Recent Accounting Standards Not Yet Adopted

In December 2023, the FASB issued ASU 2023-09, Income Taxes (Topic 740): Improvements to Income Tax Disclosures. The amendments require enhanced annual disclosures regarding the rate reconciliation and income taxes paid. This ASU is effective for fiscal years beginning after December 15, 2024. The Company will apply the amendments in this ASU prospectively to all annual periods beginning after December 15, 2024. The adoption of this ASU will affect certain of the Company’s income tax disclosures.

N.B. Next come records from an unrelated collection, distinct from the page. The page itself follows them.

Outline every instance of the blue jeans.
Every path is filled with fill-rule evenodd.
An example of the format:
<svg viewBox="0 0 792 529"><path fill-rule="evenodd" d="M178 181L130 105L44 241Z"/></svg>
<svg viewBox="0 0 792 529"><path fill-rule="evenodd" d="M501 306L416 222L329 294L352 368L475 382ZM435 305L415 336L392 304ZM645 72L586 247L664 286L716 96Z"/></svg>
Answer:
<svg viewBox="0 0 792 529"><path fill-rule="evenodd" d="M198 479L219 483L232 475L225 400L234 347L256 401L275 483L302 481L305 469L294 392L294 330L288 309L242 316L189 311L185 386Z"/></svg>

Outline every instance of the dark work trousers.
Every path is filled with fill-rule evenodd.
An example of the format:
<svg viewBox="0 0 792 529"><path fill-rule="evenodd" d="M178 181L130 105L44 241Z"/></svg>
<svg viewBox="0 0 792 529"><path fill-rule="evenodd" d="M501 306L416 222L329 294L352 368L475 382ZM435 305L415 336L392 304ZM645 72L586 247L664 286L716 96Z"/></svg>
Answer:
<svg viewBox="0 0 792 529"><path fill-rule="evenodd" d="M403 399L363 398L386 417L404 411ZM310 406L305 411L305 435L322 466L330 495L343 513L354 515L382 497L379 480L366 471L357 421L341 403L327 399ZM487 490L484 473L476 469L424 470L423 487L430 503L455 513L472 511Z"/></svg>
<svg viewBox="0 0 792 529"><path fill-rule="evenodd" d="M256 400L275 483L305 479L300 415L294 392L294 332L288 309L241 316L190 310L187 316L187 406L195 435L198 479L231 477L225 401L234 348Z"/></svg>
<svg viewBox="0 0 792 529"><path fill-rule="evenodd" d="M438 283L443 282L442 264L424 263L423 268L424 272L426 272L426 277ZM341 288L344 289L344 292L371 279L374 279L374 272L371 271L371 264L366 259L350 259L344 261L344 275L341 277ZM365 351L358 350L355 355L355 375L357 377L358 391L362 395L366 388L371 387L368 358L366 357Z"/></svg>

In November 2024, the FASB issued ASU 2024-03, Income Statement—Reporting Comprehensive Income—Expense Disaggregation Disclosures (Subtopic 220-40). The amendments in this ASU require disclosure about specific expense categories, including employee compensation, depreciation and intangible asset amortization, in the notes to financial statements at interim and annual reporting periods. This ASU is effective in fiscal years beginning after December 15, 2026, and interim periods within fiscal years beginning after December 15, 2027. Early adoption is permitted. Prospective application is required, and retrospective application is permitted. The Company is evaluating when and how it will adopt this ASU and the effect that the amendments in this ASU may have on its expense disclosures.